2015-08-08 08:16:07 | 企業一般
○ 新興国で工場を建設したり、製品販売をしようとするときは、やはり現地の事情を知っている現地パートナーと組んで、合弁会社を設立することがよくあります。そして、そのパートナーと合弁契約を結びます。しかし、それだけでは会社は動き始めません。合弁契約で、会社の本店住所、資本金や株式保有比率、役員構成などを決め、また定款を定め、会社登記局などに登記を済ませば会社はできますが、中には何もありません。従い、合弁契約に、当事者の役割を記載して、会社が成立すれば、それぞれが協力し合って会社を立ち上げます。ということで、今回は、どういった立ち上げに必要な契約があるのか一例をあげましょう。
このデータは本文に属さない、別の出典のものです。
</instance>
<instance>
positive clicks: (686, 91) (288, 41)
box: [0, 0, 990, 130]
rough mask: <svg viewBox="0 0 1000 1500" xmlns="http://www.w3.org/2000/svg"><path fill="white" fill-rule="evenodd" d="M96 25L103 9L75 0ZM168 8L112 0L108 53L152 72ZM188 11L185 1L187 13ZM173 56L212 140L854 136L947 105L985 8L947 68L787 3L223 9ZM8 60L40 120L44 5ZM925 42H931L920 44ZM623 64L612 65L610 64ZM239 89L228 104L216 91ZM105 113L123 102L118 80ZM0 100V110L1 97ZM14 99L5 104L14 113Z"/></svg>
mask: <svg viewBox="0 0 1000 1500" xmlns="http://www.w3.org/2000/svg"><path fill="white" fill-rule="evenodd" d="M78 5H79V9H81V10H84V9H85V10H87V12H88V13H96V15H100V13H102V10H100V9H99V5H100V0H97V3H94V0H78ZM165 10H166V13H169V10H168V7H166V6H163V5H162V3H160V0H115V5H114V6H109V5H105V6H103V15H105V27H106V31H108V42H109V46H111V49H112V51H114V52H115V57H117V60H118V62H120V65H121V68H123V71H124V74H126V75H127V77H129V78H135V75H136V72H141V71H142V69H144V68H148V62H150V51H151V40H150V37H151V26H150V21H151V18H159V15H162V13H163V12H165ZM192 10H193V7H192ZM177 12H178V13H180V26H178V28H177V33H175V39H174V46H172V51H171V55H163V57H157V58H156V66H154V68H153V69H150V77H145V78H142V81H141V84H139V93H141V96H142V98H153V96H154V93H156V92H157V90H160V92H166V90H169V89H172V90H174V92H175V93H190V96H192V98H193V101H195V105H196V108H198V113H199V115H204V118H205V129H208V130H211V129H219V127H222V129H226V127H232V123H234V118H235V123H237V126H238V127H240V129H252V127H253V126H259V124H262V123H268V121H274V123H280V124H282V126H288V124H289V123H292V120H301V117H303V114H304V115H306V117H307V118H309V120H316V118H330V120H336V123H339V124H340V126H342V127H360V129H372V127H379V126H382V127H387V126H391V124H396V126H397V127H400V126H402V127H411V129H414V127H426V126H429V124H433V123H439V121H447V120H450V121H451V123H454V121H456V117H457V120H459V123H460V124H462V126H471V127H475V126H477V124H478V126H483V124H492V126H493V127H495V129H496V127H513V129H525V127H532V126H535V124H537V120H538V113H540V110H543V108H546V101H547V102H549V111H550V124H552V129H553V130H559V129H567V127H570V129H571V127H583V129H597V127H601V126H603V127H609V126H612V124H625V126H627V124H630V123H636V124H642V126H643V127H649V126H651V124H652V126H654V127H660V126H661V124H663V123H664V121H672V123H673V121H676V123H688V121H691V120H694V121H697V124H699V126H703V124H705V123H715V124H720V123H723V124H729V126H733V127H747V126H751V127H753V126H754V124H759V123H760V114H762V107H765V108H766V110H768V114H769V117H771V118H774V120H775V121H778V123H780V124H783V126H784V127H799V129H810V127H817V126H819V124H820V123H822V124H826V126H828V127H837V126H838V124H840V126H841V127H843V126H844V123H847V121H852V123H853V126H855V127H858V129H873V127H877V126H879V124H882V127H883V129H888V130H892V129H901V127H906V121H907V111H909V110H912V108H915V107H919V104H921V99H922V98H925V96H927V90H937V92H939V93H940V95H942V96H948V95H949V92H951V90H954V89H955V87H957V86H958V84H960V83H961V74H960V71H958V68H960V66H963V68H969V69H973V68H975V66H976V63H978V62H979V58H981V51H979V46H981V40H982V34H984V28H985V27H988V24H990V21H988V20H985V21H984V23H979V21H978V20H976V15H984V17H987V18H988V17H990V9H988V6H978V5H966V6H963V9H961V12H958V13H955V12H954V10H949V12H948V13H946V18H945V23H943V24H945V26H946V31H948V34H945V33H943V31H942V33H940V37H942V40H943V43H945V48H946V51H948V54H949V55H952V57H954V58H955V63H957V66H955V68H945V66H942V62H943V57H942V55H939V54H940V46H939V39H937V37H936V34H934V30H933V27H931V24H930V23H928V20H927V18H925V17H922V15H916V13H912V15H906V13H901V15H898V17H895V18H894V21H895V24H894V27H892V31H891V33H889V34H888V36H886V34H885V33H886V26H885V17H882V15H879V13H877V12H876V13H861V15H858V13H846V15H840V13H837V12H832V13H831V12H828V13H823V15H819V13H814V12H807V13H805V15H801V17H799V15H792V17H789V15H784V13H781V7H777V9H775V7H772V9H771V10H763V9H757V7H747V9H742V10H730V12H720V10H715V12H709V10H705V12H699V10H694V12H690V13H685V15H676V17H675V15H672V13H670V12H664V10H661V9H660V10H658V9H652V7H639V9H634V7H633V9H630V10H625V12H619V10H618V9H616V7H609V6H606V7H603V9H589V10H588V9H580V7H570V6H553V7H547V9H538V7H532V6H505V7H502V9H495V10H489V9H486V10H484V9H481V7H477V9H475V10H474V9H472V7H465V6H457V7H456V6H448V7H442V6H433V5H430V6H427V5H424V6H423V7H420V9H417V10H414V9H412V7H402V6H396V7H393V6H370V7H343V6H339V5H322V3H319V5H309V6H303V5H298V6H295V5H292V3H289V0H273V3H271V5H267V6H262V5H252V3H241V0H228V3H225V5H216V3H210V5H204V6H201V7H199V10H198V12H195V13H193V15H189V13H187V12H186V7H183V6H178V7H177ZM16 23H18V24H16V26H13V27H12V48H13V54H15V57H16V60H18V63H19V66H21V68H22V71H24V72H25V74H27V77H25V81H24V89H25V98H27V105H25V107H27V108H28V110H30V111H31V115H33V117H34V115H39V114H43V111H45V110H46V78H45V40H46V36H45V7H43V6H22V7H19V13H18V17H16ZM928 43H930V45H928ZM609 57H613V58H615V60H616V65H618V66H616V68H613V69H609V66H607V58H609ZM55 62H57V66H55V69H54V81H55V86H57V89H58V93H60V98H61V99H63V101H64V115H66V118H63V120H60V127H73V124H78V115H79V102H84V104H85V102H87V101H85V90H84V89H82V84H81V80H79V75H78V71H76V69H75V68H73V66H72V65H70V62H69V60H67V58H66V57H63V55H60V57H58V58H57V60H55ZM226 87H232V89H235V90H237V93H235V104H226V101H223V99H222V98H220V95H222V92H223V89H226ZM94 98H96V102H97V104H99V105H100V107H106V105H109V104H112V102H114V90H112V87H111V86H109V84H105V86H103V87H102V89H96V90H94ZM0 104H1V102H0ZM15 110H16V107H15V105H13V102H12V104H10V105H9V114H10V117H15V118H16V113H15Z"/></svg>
○ では、会社立ち上げのための各種契約にはどんなものがあるのでしょうか。まず列挙しましょう。①工場建設用地取得契約、②工場建設のエンジニアリング・建物建設契約、③オフィスリース契約、④総務・管理業務委託契約、⑤ローン契約、⑥アパート賃借契約、⑦技術支援契約、⑧経営委任・派遣契約、⑨その他契約ぐらいでしょうか。

工場用地取得契約-国によって外資系企業は用地の取得ができません。中国やインドネシア等は土地賃借権・使用権の取得契約となります。工業団地などでは、その団地の運営会社が協力してくれますが、普通の土地の取得なら手間がかかります。普通は、現地の土地の状況、不動産取得、手続き、注意点を知っている合弁パートナーの協力を得ます。土地の調査―汚染、地耐圧、周辺環境、電気・ガス・水道の利便性、排水処理方法等種々の規制がありますので、やはり合弁相手の協力を得ます。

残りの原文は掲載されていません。